Oracle optimizer for SQL statement performance Adjustment

Source: Internet
Author: User

[It168 technical documentation]

The optimizer is also called the query optimizer, because query is the most important part that affects database performance. Do not think that only select statements are queries. In fact, DML (insert, update, and delete) Statements with any where conditions contain query requirements. In subsequent articles, when it comes to queries, it is not necessarily a SELECT statement, it may also be the query part of the DML statement. Optimizer is one of the most mysterious and challenging components of all relational database engines. It is also the most important component in terms of performance. Its performance is directly related to the performance of the database.

We know that SQL statements are different from statements in other languages (such as C). They are non-procedural (non-procedural) statements, that is, when you want to obtain data, you do not need to tell the database how to retrieve data. For example, whether to retrieve data through an index or whether to retrieve each row of data in the table, data is then retrieved through a one-to-one comparison (full table scan), which is determined by the database optimizer. This is the meaning of non-procedural, that is, data retrieval is determined by the optimizer, rather than by programming. When processing SQL select, update, insert, or delete statements, Oracle must access the data involved in the statement. The Oracle optimizer is used to determine the valid data access path, minimum I/O and processing time required for statement execution.

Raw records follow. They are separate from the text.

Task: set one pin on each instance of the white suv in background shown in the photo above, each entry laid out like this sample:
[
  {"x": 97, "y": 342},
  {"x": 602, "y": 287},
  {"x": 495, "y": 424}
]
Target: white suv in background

To implement a query, the kernel must customize a query policy for each query, or generate an execution plan for retrieving Qualified Data ). Typically, for the same query, several execution plans may meet the requirements to obtain qualified data. For example, tables that participate in the connection can have different connection methods, depending on the connection conditions and the connection methods used by the optimizer. To select the optimal execution plan among multiple execution plans, the optimizer must use some actual indicators to measure the resources used by each Execution Plan (I/0 times, CPU, etc ), these resources are what we call the cost (cost ). If an execution plan uses a large amount of resources, it is costly to use the execution plan. The optimizer selects the execution plan with the smallest cost as the execution plan that actually executes the query, and discards other execution plans.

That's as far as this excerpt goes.